In Google Ads, navigate to Tools → Measurement → Conversions. Open each active conversion and check the Tag Details tab. Look for "Consent Mode signal coverage." Coverage below 60-70% for Polish-market campaigns signals a configuration issue.

Consent Mode Modelling for High-Refusal Markets

In markets with high cookie refusal rates like Poland, Consent Mode Modelling becomes more important - but also more dependent on correct signal configuration.

Modelling works by estimating conversions from non-consenting users based on patterns from consenting users. It requires:

  • 700+ consented conversions per week
  • ad_storage to correctly fire denied (not absent)

Without denied signals, Google cannot estimate the non-consenting population. Correct signal configuration is therefore more critical in Poland than in lower-refusal markets.

Fixing Common Issues

CMP plugin for WordPress or Joomla: Update the plugin. Verify "Advertising" category is mapped to ad_storage in GTM integration settings.

Manual Consent Mode implementation in GTM: Check gtag('consent', 'update', {...}) calls. Consent update must fire before conversion tags.

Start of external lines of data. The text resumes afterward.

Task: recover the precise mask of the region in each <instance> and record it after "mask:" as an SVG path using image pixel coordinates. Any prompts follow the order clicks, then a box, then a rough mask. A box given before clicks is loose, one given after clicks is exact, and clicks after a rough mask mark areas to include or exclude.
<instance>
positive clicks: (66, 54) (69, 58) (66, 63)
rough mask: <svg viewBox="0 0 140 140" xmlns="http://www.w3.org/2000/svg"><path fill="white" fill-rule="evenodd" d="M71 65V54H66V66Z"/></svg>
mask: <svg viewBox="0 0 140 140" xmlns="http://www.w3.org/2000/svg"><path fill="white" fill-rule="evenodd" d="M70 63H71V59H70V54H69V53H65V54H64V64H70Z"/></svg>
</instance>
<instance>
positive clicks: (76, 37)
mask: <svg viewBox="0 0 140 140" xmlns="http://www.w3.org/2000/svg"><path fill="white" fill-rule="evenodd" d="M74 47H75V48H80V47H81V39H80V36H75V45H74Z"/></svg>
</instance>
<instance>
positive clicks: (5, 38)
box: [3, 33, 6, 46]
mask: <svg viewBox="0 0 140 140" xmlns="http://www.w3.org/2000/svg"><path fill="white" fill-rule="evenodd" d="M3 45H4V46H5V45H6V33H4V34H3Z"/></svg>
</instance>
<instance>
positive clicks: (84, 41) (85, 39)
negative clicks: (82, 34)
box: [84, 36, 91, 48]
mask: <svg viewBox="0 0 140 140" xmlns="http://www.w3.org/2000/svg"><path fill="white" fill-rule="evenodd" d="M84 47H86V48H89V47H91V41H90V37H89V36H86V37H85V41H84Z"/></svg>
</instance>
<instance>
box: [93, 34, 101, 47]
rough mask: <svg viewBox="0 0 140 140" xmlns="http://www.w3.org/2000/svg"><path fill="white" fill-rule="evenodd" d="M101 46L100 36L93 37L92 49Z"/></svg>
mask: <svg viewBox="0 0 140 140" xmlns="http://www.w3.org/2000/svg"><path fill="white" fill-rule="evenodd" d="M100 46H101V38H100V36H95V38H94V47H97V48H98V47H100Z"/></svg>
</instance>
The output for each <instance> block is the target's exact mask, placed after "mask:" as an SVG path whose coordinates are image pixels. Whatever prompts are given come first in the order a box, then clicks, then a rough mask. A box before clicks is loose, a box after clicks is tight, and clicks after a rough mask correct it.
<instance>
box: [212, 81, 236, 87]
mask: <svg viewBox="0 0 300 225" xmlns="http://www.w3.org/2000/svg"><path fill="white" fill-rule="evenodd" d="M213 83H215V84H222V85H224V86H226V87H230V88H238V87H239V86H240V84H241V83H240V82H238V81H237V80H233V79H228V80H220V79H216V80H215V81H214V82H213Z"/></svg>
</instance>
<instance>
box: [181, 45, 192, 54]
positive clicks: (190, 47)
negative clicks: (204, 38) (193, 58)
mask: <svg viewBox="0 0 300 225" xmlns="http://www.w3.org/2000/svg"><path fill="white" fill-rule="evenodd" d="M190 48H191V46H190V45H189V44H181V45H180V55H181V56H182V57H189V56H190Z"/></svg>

Custom CMP: Ask vendor to confirm compatibility with June 15 Google requirements in writing.

Related reading

For context on how Google's recent May 2026 Core Update affected Polish market search rankings, see the analysis of who recovered after the May 2026 Core Update in Poland.

FAQ

Q: Does the June 15 change affect advertisers based outside Poland but targeting Polish users? A: Yes. Consent Mode requirements apply based on the location of your users, not your company. Any advertiser targeting users in Poland (an EU country) must comply with GDPR-based consent requirements and the June 15 signal change.

Q: Polish users frequently decline cookies. Should I invest in Consent Mode Modelling? A: Consent Mode Modelling is already active for all Consent Mode v2 implementations - you don't choose to invest in it separately. The question is whether your ad_storage signal is configured correctly, which is the input modelling needs to function. Without the correct signal, modelling cannot compensate for the data gap.

Q: We run a small e-commerce store in Poland with under 500 conversions per week. Is this relevant? A: Yes. Even at lower conversion volumes, misconfigured ad_storage means conversion data from non-consenting users doesn't reach Google Ads. For smaller accounts, each lost conversion data point has proportionally more impact on smart bidding performance.

Q: Can I avoid needing Consent Mode by running only non-personalised ads? A: Running non-personalised ads (NPA) removes the personalisation requirement but not the conversion tracking requirement. You still need ad_storage to be properly configured for conversion tracking to work.

Q: Is there a Polish-language guide from Google about these changes? A: Google's official support documentation is available in Polish at support.google.com/google-ads in the Consent Mode section. The June 15 changes apply uniformly across all Google Ads accounts - there is no Polish-specific exception.